Penny & Maggie's Mom said:


> Personally, I LOVE this one: www.walkyourdogwithlove.com The sizes fit a wider range and I really like the longer front connection.


 
Max and Jake are used to walking in the front. Will this work for them?


----------



## Penny & Maggie's Mom (Oct 4, 2007)

momtoMax said:


> Max and Jake are used to walking in the front. Will this work for them?


Watch some of the videos on the site and you'll be able to see how the dogs naturally walk to your side. It is a front connecting harness like the sensation and some of the others.


----------



## fostermom (Sep 6, 2007)

All three of my dogs are in a large Easy Walk Harness. I do turn my Lab mix's over so it doesn't rub her chest. My dogs range from 60-77 lbs and 22"-25" tall.


----------



## Phillyfisher (Jan 9, 2008)

We started Tucker on an Easy Walk. Eventually, he figured out how to pull on it.  He is now on a Gentle Leader and it works very well. Something to think about-


----------



## Maya's Mom (Apr 13, 2009)

Maya has the large and she is 55 pounds. It is almost as small as it will go, but not quite. I think she was about 50 pounds when we got it and it was adjusted to as small as possible. I didn't want to get a medium and then have to buy another one in a couple months, so I got the large when she was about 7 months old. I LOVE the Easy Walk harness. It makes walking her very easy. She really doesn't pull with it. I have a nerve disorder in my foot, and it could cause me major problems if I re-injured my foot, even if a very minor injury. With the Easy Walk I don't have to worry about slipping if she pulls while I'm on ice. If she really pulls, it just turns her around to face me. The only thing I don't like about the harness is that a couple times when she has pulled suddenly on it (basically only when she was first getting used to it), it made her fall over. It didn't hurt her, but I felt bad about it. I don't understand why people let their dogs drah them all over the place when something as simple as this harness works so well. Maya really doesn't mind it.


----------



## Mighty Casey and Samson's Mom (Jul 16, 2008)
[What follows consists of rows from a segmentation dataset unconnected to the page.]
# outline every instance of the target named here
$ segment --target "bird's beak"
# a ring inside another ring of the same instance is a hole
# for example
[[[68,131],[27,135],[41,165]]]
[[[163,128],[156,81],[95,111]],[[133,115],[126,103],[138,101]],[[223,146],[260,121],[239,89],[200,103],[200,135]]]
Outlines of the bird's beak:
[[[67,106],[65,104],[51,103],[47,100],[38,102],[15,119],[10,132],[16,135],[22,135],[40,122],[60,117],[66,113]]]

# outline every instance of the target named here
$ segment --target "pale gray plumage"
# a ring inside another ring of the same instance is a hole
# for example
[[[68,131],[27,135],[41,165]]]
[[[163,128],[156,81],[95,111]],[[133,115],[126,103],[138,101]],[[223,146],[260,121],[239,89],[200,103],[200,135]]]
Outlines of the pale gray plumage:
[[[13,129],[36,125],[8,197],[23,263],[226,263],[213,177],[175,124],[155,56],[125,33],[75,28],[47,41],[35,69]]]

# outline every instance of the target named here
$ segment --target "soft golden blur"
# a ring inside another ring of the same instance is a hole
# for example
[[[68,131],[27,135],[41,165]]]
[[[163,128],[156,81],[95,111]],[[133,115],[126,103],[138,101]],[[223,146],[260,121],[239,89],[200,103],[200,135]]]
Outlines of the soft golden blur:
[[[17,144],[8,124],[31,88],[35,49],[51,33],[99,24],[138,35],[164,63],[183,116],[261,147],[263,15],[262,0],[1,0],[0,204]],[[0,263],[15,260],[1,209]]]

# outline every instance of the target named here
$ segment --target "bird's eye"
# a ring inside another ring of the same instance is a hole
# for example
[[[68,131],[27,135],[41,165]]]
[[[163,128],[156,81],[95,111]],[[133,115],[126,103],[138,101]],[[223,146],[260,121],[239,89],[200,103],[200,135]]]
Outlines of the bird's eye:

My 3 year old, 24 inch, 82 lb Casey wears a size large in Easy Walk, and it could be adjusted even bigger.
The Easy Walk harnesses are amazing...I would not walk Casey without one! He could totally drag me into traffic if he saw a rabbit without one...and he is an obedience trained dog! He has used one since he was 6 months old and has never figured out "how to pull" on it. We tried the nose ones with our past goldens with little success.


----------



## Rhapsody in Gold (Dec 22, 2007)

I have three Goldens who have "easy walk" harnesses. My male is 85 pounds - he is unusually tall and lean. My females are 55 pounds. They are no were near as tall as my male. All three wear size large. I have adjusted the straps to fit them. My trainer recommended the "easy walk" harness for our male. The females really walk well without it; however, the outer part of my right elbow has been sore and I've been told by my doctor it is from overuse (like tennis elbow or golfer's elbow). So everyone wears a harness as a safe measure.


----------



## supperwood1213 (Jan 12, 2010)

Penny & Maggie's Mom said:


> Personally, I LOVE this one: www.walkyourdogwithlove.com The sizes fit a wider range and I really like the longer front connection.


Hi, thanks for your sharing site. Really a good recommendation. I will planning to select one for my dog (Jenly)  Cause more comfortable for her.


----------